0
votes

I have a conceptual doubt in Hive. I know that Hive s a data warehouse tool that runs on top of Hadoop. We know that Hadoop has a distributed file system -HDFS.

Suppose, I have one master and three slaves. Now, I have created a table employees in HiveQL. The table is so huge that it cant be stored in one machine. Hence it must be stored in all four machines. How can I load such data. Should it be done manually. Or like I type "LOAD DATA ... " in the master and it will be automatically get distributed among all the machines.

1
It will be distributed automatically on data nodes. Namenode will only holds metadata of it. - Dhruv Kapatel

1 Answers

0
votes

Hive uses HDFS as warehouse to store the data. So HDFS concept is used for data storage.

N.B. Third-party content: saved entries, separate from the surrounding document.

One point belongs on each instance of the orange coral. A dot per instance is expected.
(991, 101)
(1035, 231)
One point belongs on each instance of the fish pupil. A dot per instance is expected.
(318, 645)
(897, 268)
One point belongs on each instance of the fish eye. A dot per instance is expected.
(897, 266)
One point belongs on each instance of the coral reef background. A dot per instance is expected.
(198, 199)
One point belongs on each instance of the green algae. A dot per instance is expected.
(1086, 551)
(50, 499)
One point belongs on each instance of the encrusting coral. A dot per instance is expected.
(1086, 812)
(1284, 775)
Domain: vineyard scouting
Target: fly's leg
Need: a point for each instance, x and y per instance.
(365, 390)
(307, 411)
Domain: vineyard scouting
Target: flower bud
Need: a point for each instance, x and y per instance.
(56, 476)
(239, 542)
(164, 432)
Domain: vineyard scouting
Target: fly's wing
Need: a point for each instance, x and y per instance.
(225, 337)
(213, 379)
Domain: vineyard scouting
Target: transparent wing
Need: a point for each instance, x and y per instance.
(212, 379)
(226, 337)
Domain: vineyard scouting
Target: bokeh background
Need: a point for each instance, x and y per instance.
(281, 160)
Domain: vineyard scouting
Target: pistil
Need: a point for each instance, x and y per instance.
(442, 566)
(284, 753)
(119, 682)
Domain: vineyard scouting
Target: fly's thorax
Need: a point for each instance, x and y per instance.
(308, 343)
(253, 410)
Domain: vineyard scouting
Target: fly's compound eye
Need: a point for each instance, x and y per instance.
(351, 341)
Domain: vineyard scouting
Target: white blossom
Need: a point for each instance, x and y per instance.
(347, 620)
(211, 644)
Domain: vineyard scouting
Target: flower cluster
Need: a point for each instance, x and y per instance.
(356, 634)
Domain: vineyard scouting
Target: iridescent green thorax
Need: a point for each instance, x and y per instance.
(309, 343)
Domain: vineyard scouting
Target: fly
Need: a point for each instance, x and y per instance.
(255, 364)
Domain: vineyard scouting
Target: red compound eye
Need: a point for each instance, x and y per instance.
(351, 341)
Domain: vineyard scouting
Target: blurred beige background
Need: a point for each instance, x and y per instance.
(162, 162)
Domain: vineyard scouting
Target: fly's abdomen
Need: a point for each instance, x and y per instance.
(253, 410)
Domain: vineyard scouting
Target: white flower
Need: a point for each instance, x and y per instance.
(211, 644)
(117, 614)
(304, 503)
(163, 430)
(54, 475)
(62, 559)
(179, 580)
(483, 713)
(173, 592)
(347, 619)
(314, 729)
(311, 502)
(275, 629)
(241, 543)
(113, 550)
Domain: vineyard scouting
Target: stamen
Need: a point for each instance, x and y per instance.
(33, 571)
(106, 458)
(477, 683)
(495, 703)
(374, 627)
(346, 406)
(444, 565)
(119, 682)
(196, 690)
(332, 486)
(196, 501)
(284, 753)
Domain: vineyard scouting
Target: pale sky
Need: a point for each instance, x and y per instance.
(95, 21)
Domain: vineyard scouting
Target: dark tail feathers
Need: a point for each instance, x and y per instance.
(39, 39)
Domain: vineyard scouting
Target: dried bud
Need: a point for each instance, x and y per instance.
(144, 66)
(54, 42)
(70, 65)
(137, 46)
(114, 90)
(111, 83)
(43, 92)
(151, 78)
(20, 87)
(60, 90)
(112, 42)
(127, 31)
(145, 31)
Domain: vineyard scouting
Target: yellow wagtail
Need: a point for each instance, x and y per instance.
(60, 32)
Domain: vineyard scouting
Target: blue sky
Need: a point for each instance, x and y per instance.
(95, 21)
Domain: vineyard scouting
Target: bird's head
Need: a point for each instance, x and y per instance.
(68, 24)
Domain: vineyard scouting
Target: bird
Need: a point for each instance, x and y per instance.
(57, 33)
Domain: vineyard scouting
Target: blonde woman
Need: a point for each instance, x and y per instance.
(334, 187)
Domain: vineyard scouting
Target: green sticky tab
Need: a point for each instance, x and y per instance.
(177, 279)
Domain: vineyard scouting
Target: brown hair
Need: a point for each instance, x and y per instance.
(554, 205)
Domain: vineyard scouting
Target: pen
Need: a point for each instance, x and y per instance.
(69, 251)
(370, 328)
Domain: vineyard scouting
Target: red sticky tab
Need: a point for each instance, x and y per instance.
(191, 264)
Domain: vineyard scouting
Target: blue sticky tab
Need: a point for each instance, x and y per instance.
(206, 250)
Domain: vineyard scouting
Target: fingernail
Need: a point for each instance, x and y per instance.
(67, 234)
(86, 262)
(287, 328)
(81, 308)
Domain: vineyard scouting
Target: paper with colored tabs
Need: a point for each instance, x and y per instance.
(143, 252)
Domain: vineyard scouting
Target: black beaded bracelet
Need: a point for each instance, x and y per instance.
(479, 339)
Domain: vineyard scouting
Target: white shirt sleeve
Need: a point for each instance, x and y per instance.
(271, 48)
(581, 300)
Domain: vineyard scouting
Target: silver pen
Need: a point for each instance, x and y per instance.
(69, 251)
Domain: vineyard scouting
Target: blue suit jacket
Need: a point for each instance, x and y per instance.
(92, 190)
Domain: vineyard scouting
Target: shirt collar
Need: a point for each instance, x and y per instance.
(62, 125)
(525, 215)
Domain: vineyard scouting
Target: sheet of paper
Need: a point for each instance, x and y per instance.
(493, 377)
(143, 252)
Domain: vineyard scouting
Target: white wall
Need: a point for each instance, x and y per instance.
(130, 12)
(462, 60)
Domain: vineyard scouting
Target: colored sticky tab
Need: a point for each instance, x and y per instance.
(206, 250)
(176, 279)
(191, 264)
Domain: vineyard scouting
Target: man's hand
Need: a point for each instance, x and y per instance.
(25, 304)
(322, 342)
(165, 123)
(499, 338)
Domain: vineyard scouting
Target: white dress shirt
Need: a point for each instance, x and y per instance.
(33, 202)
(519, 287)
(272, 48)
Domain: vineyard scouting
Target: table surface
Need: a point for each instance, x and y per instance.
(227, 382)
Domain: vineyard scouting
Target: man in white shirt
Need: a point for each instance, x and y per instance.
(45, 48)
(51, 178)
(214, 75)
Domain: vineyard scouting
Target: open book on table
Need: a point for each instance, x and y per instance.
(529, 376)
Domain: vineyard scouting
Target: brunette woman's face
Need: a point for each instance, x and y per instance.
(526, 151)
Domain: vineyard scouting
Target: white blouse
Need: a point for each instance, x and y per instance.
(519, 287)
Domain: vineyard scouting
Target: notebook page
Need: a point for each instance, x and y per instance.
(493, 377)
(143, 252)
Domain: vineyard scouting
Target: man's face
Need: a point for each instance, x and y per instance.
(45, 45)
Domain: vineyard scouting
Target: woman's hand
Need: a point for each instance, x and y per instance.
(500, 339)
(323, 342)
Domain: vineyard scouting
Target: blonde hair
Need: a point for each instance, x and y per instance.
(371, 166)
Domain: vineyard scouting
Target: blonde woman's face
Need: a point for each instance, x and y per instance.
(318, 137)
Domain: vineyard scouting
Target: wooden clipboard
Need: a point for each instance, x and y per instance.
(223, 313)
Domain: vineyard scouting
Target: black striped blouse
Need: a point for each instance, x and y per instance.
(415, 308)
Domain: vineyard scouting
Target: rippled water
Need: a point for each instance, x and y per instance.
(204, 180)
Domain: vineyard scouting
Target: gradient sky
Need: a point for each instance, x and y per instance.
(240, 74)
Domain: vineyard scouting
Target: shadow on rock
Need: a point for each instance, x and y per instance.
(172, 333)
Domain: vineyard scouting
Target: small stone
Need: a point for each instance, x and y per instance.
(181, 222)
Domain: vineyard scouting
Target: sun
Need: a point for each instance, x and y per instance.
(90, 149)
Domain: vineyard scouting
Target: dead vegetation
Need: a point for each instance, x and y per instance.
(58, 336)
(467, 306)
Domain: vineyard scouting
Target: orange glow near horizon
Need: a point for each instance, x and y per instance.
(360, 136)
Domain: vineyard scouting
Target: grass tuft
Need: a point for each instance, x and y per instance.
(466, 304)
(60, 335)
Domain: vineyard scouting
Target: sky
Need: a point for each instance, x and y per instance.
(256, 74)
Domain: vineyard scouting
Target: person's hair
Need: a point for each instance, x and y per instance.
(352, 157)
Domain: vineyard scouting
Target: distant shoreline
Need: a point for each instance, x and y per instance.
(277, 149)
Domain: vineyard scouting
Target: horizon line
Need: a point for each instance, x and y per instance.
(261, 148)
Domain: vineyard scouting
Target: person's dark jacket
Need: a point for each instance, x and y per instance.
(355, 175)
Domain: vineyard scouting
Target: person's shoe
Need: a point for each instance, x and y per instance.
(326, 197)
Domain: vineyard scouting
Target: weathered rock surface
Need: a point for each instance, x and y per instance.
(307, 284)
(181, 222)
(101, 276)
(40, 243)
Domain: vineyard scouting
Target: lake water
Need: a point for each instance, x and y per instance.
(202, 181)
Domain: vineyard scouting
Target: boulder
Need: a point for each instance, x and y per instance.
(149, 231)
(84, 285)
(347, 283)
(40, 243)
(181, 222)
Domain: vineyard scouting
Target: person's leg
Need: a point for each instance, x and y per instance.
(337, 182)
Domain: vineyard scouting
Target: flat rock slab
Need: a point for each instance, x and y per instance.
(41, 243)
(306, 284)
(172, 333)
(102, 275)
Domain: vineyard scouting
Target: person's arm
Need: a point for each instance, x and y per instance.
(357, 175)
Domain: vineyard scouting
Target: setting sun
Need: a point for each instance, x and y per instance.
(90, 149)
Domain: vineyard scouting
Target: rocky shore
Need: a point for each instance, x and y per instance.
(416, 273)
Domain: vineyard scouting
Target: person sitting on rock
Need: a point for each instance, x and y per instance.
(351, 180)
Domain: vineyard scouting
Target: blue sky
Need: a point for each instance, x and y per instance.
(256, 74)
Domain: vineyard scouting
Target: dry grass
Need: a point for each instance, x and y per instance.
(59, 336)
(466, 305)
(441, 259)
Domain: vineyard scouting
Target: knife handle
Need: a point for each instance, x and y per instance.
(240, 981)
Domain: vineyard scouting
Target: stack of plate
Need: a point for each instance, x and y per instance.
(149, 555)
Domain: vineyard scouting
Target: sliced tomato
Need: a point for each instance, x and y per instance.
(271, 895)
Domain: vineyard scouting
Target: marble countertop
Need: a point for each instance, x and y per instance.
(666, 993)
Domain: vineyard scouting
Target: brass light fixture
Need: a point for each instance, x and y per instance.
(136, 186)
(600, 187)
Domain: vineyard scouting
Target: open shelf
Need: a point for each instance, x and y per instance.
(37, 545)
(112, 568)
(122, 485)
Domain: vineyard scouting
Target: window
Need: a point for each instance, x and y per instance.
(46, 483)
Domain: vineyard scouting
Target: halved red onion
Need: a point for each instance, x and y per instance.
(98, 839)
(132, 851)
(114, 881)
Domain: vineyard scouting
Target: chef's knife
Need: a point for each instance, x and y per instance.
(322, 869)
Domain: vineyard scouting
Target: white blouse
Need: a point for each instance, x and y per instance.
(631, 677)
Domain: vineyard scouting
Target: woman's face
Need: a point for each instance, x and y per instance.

HDFS has a master/slave architecture. An HDFS cluster consists of a single NameNode, a master server that manages the file system namespace and regulates access to files by clients. In addition, there are a number of DataNodes, usually one per node in the cluster, which manage storage attached to the nodes that they run on. HDFS exposes a file system namespace and allows user data to be stored in files.
Internally, a file is split into one or more blocks and these blocks are stored in a set of DataNodes. The NameNode executes file system namespace operations like opening, closing, and renaming files and directories. It also determines the mapping of blocks to DataNodes. The DataNodes are responsible for serving read and write requests from the file system’s clients. The DataNodes also perform block creation, deletion, and replication upon instruction from the NameNode.

Please refer HDFS architecture for more detail.